Chronic metabolic acidosis is associated with several adverse consequences such as CKD progression, muscle wasting, bone loss, and cardiovascular disease (4). Clinical practice guidelines suggest to treat chronic metabolic acidosis with alkali therapy to neutralize the accumulated acid (5,6). In patients with CKD, alkali therapy, which includes mainly sodium bicarbonate and base-producing fruits and vegetables, has been shown not only to improve acid-base status, but also may preserve kidney function, improve muscle mass, and vascular endothelial function (7). However, the evidence supporting these beneficial effects of alkali therapy is limited by suboptimal quality of existing clinical studies, such as small sample size and lack of blinding for participants (8). In addition, sodium bicarbonate supplementation may lead to sodium retention limiting the use of sodium bicarbonate in patients with heart failure and hypertension, which are conditions that often co-exist with CKD (9). Dietary intervention with fruits and vegetables is difficult to implement, and consumption of base-producing fruits and vegetables may raise serum potassium levels, which may already be high in patients with CKD.
Emergence of veverimer for treating chronic metabolic acidosis
Veverimer is a non-absorbable hydrochloric acid binder. After ingestion, veverimer is protonated and binds to chloride anions, thus reducing the amount of hydrochloric acid in the gastrointestinal tract (Figure 1) (10). It is non-absorbable; and compared to sodium bicarbonate, it does not lead to sodium retention. This editorial discusses a recent study that investigated the long-term safety and efficacy of veverimer, published in The Lancet by Wesson et al., entitled, “Long-term safety and efficacy of veverimer in patients with metabolic acidosis in chronic kidney disease: a multicentre, randomised, blinded, placebo-controlled, 40-week extension” (11).
Prior to the featured article, the group published 2 other studies on veverimer. The first was a 2-week phase 1/2 study, in which, 135 participants with moderate to severe CKD (estimated glomerular filtrate rate (eGFR) between 20 and <60 mL/min per 1.73 m2) and serum bicarbonate level between 12 and 20 mEq/L were randomized to receive either veverimer or placebo (12).
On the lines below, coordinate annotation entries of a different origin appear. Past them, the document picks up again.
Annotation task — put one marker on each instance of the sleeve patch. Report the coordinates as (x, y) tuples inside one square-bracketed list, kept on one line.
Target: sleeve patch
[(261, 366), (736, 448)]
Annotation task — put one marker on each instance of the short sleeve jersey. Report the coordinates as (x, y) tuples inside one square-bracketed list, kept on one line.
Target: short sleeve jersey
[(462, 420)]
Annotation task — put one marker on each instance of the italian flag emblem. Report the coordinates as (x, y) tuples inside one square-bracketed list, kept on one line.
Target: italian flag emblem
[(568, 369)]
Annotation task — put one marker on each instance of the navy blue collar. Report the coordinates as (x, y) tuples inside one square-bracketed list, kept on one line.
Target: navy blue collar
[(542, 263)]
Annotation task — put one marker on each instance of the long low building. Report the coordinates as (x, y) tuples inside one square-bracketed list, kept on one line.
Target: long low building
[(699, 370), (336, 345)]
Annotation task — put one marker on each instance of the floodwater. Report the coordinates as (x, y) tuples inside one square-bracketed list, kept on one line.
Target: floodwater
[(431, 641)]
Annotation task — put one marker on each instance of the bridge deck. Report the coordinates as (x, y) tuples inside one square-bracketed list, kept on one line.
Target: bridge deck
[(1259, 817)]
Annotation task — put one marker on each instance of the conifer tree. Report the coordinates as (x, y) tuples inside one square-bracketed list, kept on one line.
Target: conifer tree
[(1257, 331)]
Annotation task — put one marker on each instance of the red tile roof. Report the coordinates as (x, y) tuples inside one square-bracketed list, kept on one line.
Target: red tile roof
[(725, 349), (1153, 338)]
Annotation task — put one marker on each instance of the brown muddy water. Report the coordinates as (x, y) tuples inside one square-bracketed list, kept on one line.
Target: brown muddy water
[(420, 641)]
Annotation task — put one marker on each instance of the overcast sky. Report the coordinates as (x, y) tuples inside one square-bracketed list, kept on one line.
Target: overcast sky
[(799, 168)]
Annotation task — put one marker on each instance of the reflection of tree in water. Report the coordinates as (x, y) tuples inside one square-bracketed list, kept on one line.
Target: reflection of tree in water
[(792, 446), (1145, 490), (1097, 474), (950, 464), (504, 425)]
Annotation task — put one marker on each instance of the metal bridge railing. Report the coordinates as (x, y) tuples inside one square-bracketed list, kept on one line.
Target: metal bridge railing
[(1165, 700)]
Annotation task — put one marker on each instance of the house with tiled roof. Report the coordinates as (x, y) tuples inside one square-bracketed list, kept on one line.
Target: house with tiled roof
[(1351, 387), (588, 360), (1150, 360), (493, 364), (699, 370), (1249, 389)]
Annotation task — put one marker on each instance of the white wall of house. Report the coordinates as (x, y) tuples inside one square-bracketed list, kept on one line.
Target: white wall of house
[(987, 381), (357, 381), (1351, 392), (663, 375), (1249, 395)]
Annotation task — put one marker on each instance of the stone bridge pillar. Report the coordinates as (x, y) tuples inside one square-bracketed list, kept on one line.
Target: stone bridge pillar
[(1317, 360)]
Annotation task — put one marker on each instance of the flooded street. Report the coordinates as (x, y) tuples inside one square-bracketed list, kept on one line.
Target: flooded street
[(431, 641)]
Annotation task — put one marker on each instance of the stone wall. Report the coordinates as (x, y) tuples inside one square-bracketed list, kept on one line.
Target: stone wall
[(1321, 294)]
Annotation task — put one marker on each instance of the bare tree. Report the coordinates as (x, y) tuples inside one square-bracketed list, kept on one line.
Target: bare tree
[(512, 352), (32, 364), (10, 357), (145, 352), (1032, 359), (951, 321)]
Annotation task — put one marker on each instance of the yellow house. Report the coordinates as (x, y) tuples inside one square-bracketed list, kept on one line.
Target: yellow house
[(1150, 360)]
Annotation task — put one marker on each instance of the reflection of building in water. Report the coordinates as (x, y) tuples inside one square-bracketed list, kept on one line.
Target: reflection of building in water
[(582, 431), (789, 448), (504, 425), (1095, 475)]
There are many ways to assess acid-base balance in CKD, and they include arterial blood gas, serum bicarbonate level, and net acid balance, which is the difference between dietary acid load and renal acid excretion. Clinically, serum bicarbonate level is most often used to diagnose and guide the treatment of chronic metabolic acidosis in patients with CKD. Guidelines recommend to use alkali therapy to treat chronic metabolic acidosis and to maintain a serum bicarbonate level ≥22 mEq/L (5). By the end of the phase 1/2 study, serum bicarbonate level did not change in the placebo group, but increased by a mean of 3.2 to 3.9 mEq/L in the treatment group (12).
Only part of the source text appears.